I – Nós gerais e de União de Cordas: Confira todos os nós do sistema. Certifique-se que os nós de união das cordas estão corretamente apertados e com sobra o suficiente.

O- Nó nas pontas da corda: Certifique-se que as pontas da corda estão com nós para evitar que passem pelo freio caso cheguem ao final antes de você estar preso à próxima ancoragem. Confirme que as duas pontas da corda estão com nós.

S – Segurança de Back Up: Use um autoblock / Prussik de back up e certifique-se que você não estará rapelando bordas afiadas.

Obs.: Cuidado com cabelos longos, conforme sugestão de alguns escaladores mais experientes como o Edson Du Bois, eventualmente se o cabelo grande entrar no freio vai ficar bem complicado liberar sem cortar o cabelo. Por isso sugerimos estar atento e prender bem os cabelos quando longos.

Eu posso misturar uma corda estática com uma corda dinâmica para rapelar?

Publicado originalmente na rockandice.com pelo “garoto do equipamento” (tradução livre)

É indicado unir cordas dinâmicas com estáticas para rapelar? Se nós fazemos um big wall, nos teremos os dois tipos de cordas e na hora de rapelar, preciso saber se isso é seguro. Também gostaria de saber se unir cordas dinâmicas de diâmetros diferentes é seguro? tipo uma 10.5 mm e a outra de 9.8 mm?

É bom que você tenha uma meta, porque agora você tem um proposito, que é se manter vivo. Eu gosto da sua meta porque você a escreveu o que representa um real comprometimento. Sua meta também atende os princípios básicos de uma boa meta. É Concebível, controlável e mensurável. Muitas vezes eu ouvi falar de metas tanto quanto eu quero acabar com o mosquito da dengue! Que são metas estupidamente irreais. Você no entanto tem a necessidade de encontrar segurança.

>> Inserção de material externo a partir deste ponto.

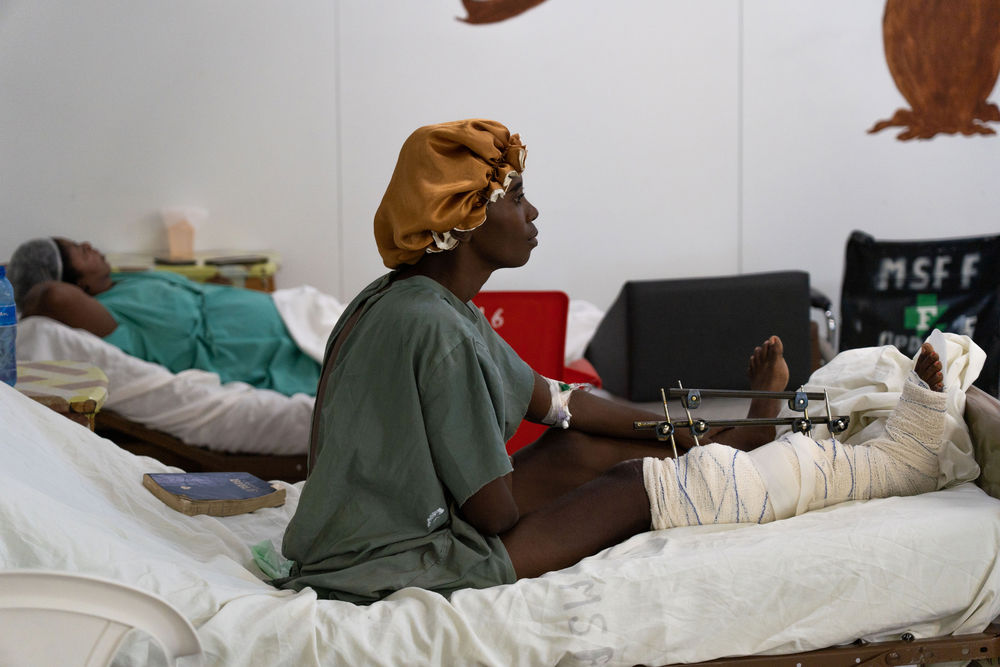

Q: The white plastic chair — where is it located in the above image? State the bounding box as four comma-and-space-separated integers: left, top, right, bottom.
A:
0, 570, 201, 667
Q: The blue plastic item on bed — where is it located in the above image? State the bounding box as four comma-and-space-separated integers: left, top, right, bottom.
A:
0, 266, 17, 387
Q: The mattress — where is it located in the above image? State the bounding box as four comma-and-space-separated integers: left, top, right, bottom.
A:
0, 385, 1000, 666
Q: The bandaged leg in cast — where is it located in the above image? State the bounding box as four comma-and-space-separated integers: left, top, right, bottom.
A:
643, 346, 947, 529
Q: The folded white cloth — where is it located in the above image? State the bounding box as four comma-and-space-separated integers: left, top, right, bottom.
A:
779, 333, 986, 488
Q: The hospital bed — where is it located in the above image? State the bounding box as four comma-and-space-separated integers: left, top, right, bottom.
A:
0, 340, 1000, 666
11, 287, 603, 482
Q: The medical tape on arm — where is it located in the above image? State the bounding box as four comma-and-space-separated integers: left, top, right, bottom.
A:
542, 378, 587, 428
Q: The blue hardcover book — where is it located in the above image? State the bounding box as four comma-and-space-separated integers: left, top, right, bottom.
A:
142, 472, 285, 516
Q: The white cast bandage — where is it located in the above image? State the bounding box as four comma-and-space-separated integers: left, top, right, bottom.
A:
643, 382, 947, 529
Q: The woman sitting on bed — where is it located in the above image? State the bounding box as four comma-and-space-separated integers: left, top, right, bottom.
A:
275, 120, 944, 603
8, 238, 319, 396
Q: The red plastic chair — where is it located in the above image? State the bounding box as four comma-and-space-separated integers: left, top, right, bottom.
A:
472, 291, 601, 454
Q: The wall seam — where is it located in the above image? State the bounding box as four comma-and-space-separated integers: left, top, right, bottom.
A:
333, 0, 346, 299
736, 0, 745, 274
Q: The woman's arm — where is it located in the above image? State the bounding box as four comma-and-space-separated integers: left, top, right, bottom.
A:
526, 373, 663, 439
21, 280, 118, 338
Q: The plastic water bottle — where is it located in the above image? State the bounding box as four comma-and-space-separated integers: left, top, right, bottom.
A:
0, 266, 17, 387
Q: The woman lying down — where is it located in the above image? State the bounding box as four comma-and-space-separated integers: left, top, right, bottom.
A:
274, 120, 946, 603
8, 237, 319, 396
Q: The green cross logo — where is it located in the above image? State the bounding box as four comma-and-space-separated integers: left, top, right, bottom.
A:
903, 294, 948, 336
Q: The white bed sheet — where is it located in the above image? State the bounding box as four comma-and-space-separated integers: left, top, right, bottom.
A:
0, 385, 1000, 666
17, 317, 314, 454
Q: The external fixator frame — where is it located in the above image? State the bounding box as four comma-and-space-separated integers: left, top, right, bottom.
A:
632, 382, 851, 457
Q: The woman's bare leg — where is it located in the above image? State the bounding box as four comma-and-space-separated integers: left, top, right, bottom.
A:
500, 459, 650, 579
501, 346, 943, 578
513, 336, 788, 515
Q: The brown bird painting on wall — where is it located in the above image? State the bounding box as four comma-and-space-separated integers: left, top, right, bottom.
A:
868, 0, 1000, 141
458, 0, 545, 23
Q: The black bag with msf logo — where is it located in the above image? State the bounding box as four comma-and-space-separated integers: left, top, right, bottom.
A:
840, 232, 1000, 396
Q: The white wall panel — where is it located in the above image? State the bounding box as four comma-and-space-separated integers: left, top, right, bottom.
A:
340, 0, 739, 307
0, 0, 339, 291
742, 0, 1000, 324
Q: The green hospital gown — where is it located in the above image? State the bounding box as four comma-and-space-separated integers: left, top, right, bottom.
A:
275, 274, 534, 603
97, 271, 319, 396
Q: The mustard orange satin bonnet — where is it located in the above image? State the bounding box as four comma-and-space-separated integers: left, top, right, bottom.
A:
375, 119, 526, 269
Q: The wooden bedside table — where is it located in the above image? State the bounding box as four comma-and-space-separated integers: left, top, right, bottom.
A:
107, 250, 281, 292
14, 361, 108, 431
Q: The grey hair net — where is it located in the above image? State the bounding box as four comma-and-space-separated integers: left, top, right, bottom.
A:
7, 237, 62, 312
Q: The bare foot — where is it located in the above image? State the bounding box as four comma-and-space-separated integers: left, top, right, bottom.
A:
747, 336, 788, 417
913, 343, 944, 391
719, 336, 788, 450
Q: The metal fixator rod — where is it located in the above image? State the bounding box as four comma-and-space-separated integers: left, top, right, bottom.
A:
677, 380, 708, 447
667, 381, 823, 401
656, 387, 677, 459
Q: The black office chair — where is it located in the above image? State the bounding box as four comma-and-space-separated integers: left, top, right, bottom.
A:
840, 231, 1000, 396
584, 271, 820, 402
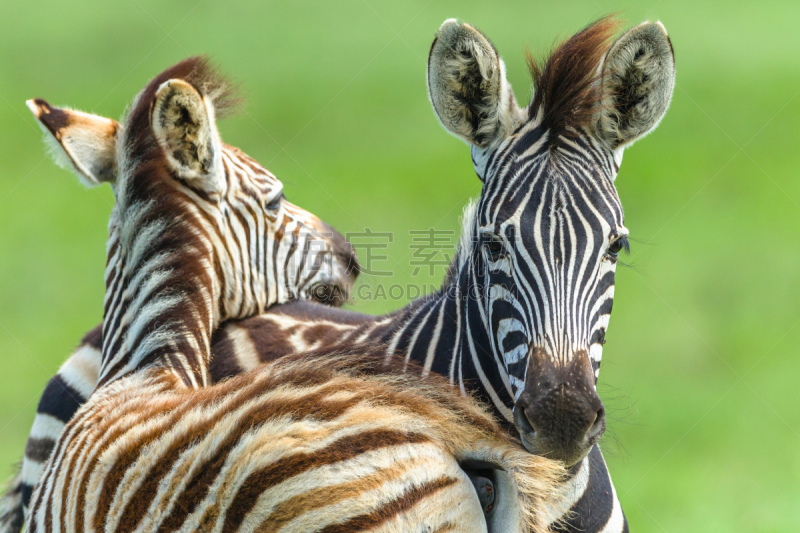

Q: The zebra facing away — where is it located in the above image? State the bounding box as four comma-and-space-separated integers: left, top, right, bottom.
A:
20, 59, 563, 533
5, 14, 674, 531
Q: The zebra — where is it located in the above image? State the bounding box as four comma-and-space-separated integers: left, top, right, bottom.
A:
4, 16, 674, 531
26, 58, 562, 533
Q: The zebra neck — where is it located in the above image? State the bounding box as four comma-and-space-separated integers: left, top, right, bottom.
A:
384, 264, 513, 422
98, 200, 221, 387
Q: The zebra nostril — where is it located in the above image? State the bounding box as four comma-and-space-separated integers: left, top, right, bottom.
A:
586, 407, 606, 440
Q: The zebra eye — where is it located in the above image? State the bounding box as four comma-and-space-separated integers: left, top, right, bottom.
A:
483, 233, 506, 261
267, 193, 283, 211
608, 237, 630, 259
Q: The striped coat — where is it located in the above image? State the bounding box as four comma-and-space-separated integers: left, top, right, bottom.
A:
28, 348, 563, 533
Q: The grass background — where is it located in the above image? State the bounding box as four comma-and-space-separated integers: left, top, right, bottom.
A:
0, 0, 800, 532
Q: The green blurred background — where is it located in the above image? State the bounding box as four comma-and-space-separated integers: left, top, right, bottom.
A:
0, 0, 800, 532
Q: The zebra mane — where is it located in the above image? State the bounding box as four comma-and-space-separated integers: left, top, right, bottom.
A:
442, 198, 479, 290
527, 15, 620, 148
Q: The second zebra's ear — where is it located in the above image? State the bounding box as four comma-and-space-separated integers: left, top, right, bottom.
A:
25, 98, 120, 187
150, 79, 222, 190
428, 19, 521, 148
600, 22, 675, 149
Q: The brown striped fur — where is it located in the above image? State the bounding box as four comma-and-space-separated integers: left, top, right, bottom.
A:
30, 347, 563, 532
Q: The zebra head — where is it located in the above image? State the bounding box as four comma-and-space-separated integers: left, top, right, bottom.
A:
28, 59, 359, 317
428, 18, 675, 465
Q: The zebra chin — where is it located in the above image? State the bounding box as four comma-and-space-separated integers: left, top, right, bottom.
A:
514, 348, 606, 467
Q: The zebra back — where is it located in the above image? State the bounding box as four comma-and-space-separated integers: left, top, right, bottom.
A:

Saber que mesmo nas melhores circunstancias, rapel não é seguro e é o 4º fator na morte de escaladores experientes e igualmente para iniciantes. Claro, é concebível que você possa rapelar em uma corda estática emendada a uma corda dinâmica e sobreviver, mas você deve saber uma coisa sobre essas cordas. A Corda dinâmica em comparação com a estática (e duas cordas dinâmicas de diâmetros diferentes, tais como a sua 10.5 mm e 9.8 mm) poderia, devido às suas diferentes taxas de alongamento e fricção, fazer com que o nó se junte as duas cordas e arrastar na ancoragem. Resultado? As extremidades da corda pode ficar irregular e você pode chegar ao final de uma das cordas antes da outra, aumentando o risco de transformar o rapel no 3º fator de morte entre escaladores. Mas se você sobreviver, terá uma boa dificuldade para segurar as cordas uma vez que uma delas vai deslizar mais rápido que a outra.

Para atingir sua meta, ou seja, fazer rapel com corda dinâmica e estática em conjunto (ou duas cordas de diâmetros muito diferentes) e viver, você deve amarrar as extremidades de ambas as cordas! além disso, colocar os nós no mesmo lado da ancoragem; Amarradas desta forma, o nó fica atolado contra a âncora quando as cordas tentarem se mover. Esteja ciente de que os nós tentarão mudar de direção então mantenha as extremidades iguais ainda assim pode ser difícil puxar a corda ao final do rapel.